Yesterday we discussed Pando, a geo-replication system achieving near-optimal latency-cost tradeoff in storage systems. Pando uses large Flexible Paxos deployments and erasure coding to do its magic. Pando relies on having many storage sites to locate sites closer to users. It then uses Flexible Paxos to optimize read and write quorums to have the best latency for a particular workload. Finally, erasure reduces the cost associated with having many storage sites. There are a few caveats to the paper. First is the slowness of the (Flexible) Paxos protocol, as it requires two phases to complete an operation. Pando addresses this issue with a cool use of delegate nodes — one of the nodes from phase-1 quorums acts as a delegate on behalf of the client-proposer to collect phase-1 acks and start phase-2. This can save significant latency, getting the full two-rounds in geo deployments closer to the one round RTT of a regular proposer-driven Paxos. The second problem is the quorum overlaps when using erasure coding. If the data is split into k parts, we need to ensure the k-nodes overlap between the read and write quorums, making erasure coding detrimental to achieving low latency. This k-nodes overlap is needed to restore the latest version of the data, as having fewer than k-nodes with the latest version is not enough to reconstruct the data. Pando, however, first tries to read from a smaller quorum that guarantees just one node overlap and hopes that there will be enough nodes that have received the update by the time a read is issued. If there are no k nodes to reconstruct the data, Pando continues waiting for more nodes to respond to get to that large quorum with k-nodes overlap.
The presentation video:
1) ConfigManager. ConfigManager is a component of Pando that computes desirable quorums and delegates for each key and key’s access pattern. We felt like this ConfigManager is very important for the performance of Pando, and it was rather under-specified in the paper. For example, we were wondering if it is possible to make the ConfigManager dynamic and make it learn the workload paters and adjust as needed.
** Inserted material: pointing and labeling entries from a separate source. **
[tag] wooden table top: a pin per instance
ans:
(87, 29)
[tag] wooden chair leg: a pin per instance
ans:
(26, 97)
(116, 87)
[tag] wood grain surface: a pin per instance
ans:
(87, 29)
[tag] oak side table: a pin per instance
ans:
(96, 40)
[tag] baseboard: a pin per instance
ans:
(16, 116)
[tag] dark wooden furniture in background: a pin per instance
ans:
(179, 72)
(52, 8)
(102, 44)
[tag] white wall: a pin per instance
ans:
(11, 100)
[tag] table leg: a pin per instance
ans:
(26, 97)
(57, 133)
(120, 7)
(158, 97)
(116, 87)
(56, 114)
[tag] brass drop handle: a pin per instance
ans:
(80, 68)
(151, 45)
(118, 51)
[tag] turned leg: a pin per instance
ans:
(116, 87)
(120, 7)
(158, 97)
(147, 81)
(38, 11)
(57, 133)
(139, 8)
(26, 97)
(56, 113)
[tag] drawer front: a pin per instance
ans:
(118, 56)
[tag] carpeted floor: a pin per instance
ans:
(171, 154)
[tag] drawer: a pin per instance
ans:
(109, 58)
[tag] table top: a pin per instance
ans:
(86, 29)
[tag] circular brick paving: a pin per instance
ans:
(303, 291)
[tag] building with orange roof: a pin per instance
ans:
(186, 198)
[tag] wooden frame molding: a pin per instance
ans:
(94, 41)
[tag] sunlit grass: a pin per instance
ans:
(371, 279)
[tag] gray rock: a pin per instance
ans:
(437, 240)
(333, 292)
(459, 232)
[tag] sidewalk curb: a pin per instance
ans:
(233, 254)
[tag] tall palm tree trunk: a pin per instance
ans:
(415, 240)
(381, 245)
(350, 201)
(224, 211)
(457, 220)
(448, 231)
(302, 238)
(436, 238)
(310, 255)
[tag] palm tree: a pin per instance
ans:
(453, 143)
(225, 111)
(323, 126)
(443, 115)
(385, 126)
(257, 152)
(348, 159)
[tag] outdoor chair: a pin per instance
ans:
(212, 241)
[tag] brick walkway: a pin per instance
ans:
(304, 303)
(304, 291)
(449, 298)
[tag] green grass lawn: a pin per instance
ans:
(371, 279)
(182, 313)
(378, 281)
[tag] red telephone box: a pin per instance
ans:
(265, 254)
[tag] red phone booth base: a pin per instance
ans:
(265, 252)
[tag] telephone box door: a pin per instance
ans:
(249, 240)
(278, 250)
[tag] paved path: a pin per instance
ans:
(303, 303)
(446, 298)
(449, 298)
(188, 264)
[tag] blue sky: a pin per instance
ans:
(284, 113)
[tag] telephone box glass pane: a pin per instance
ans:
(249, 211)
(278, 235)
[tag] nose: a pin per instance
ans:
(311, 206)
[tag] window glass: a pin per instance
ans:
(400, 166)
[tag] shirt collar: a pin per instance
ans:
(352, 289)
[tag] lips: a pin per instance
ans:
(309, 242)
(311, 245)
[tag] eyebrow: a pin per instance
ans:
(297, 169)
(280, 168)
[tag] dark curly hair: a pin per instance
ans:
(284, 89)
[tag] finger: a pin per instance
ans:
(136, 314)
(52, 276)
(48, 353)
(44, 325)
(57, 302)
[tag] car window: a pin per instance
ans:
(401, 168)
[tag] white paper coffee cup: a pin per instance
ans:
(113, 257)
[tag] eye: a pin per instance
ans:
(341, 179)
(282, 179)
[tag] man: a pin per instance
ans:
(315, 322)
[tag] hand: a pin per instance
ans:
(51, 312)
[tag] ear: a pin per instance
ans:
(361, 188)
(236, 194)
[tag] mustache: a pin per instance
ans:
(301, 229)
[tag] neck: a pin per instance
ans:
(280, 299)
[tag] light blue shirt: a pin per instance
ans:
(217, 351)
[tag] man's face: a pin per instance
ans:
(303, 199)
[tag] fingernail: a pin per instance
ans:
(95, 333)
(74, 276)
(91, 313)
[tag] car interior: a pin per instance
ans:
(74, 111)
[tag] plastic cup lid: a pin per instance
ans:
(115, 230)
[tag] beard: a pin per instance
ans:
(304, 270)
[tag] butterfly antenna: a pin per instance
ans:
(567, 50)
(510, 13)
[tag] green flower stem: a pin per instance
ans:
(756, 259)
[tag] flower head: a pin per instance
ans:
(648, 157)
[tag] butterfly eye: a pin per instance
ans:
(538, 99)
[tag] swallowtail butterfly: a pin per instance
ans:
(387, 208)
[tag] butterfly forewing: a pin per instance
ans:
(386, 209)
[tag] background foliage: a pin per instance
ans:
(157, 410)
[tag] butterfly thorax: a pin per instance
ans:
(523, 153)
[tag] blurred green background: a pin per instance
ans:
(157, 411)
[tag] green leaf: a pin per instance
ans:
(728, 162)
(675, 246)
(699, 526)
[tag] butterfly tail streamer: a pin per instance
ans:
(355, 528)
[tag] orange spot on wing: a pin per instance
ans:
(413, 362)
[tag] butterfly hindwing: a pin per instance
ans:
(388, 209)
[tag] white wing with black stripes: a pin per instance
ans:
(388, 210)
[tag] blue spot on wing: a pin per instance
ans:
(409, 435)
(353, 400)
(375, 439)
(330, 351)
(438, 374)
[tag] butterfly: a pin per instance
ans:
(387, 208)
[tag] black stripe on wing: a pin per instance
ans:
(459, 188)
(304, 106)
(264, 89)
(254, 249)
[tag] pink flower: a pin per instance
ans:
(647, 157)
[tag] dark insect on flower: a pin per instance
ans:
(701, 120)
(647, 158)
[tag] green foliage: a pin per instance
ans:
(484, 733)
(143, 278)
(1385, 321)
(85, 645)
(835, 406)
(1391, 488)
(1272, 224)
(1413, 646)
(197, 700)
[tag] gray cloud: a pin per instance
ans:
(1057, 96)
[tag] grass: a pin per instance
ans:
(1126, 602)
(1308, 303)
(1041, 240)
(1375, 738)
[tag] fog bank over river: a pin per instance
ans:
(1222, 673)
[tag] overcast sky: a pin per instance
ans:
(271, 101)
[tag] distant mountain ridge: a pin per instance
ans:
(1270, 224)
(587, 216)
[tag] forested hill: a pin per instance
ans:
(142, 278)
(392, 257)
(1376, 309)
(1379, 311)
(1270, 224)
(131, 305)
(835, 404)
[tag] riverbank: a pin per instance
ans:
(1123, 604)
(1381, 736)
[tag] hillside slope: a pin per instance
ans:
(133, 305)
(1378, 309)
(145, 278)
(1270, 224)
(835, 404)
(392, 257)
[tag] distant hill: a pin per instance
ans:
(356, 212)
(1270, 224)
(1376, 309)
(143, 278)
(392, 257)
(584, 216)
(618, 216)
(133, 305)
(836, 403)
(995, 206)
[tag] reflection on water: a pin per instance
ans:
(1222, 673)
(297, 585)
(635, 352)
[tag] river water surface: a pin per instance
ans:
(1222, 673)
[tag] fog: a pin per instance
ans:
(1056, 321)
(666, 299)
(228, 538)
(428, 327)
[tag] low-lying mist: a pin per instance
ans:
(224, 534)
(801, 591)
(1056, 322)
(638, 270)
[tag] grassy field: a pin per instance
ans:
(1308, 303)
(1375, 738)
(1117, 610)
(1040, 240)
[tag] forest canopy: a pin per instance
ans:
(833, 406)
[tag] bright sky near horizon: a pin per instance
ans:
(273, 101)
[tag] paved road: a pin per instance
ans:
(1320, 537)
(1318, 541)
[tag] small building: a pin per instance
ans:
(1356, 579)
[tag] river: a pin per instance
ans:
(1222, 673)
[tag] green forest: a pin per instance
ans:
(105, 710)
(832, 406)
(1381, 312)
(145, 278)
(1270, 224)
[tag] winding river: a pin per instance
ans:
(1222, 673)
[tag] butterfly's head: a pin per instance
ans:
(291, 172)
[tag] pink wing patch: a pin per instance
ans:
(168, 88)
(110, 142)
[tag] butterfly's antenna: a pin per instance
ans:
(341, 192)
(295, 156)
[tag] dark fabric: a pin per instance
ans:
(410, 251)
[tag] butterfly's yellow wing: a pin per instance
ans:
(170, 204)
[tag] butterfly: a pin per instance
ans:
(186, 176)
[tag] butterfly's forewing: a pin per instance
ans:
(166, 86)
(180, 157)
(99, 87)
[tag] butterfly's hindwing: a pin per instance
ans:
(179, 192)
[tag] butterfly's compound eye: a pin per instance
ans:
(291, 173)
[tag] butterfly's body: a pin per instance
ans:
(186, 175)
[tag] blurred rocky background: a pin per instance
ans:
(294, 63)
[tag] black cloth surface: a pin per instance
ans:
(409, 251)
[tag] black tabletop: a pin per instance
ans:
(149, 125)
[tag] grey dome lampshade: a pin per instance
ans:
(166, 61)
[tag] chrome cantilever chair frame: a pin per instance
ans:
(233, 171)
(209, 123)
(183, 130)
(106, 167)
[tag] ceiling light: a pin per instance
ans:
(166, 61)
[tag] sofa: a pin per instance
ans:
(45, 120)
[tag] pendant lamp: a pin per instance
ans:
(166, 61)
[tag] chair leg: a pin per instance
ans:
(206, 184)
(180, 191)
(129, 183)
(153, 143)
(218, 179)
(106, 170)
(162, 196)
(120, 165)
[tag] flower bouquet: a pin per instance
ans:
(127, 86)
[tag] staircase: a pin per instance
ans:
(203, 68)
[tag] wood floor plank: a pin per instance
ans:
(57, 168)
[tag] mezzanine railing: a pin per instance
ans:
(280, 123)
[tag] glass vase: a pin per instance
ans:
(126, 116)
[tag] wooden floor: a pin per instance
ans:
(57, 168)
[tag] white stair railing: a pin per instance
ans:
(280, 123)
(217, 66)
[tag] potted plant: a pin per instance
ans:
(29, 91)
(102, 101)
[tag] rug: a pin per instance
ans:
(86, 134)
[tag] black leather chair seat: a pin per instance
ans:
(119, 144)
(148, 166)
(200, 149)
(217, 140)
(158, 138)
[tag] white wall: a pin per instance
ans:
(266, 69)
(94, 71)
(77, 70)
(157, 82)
2) Read consistency. Pando uses quorum reads while using Paxos for writes. Naively reading from a quorum is dangerous and can lead to linearizability problems, yet the reads are not discussed in detail in the paper. The paper briefly in one sentence mentions that to enable quorum reads a global acknowledgment is needed to make sure all nodes know a value has been committed. But Pando does not explain how such commitment works and does not study the performance consequences of this. For example, if a value has been accepted by all nodes, but the commit message is still in flight, does the client read the previous value, or does it retry? If the read quorum has some nodes that have received the commit messages, and some that do not, is it safe to read a new value, or a retry is needed? We do not think it is safe to read, and the paper seems to mention that in passing as well. There are quite a few more questions around the reads and their safety here, so we wished the paper addressed the reads in greater detail.
3) Rare conflicts. One of the motifs in the paper is that conflicts are rare in scenarios Pando is designed for. This influences a lot of design, as most of the systems are written to work well in the conflict-free case, and somehow address conflict case. For example, when two clients try to write on the same key/document, that will cause a conflict, and Paxos is not very good at handling it due to the dueling-leader problem. Same for the read problem above in (2), as we feel like conflicts will cause the retries, significantly impacting the performance. What is interesting is that despite largely conflict-free evaluation, Pando did better than Fast Paxos in latency, a protocol designed for 1 RTT consensus in conflict-free cases. We feel like the reason is that Pando can get its writes close to 1 RTT with the clever delegates trick, while it can keep the read quorums small to optimize for latency, while Fast Paxos approach is stuck with larger quorums for reads.
4) Quorum Size. We have spent quite a bit of time discussing quorum sizes. We were confused a bit about the quorum descriptions from the paper, but in the end, we were able to figure out our misunderstanding.
5) Comparison with Atlas. Pando extensively compares with EPaxos. Atlas is a newer, EPaxos-influenced protocol, so we were curious about how the two would compare.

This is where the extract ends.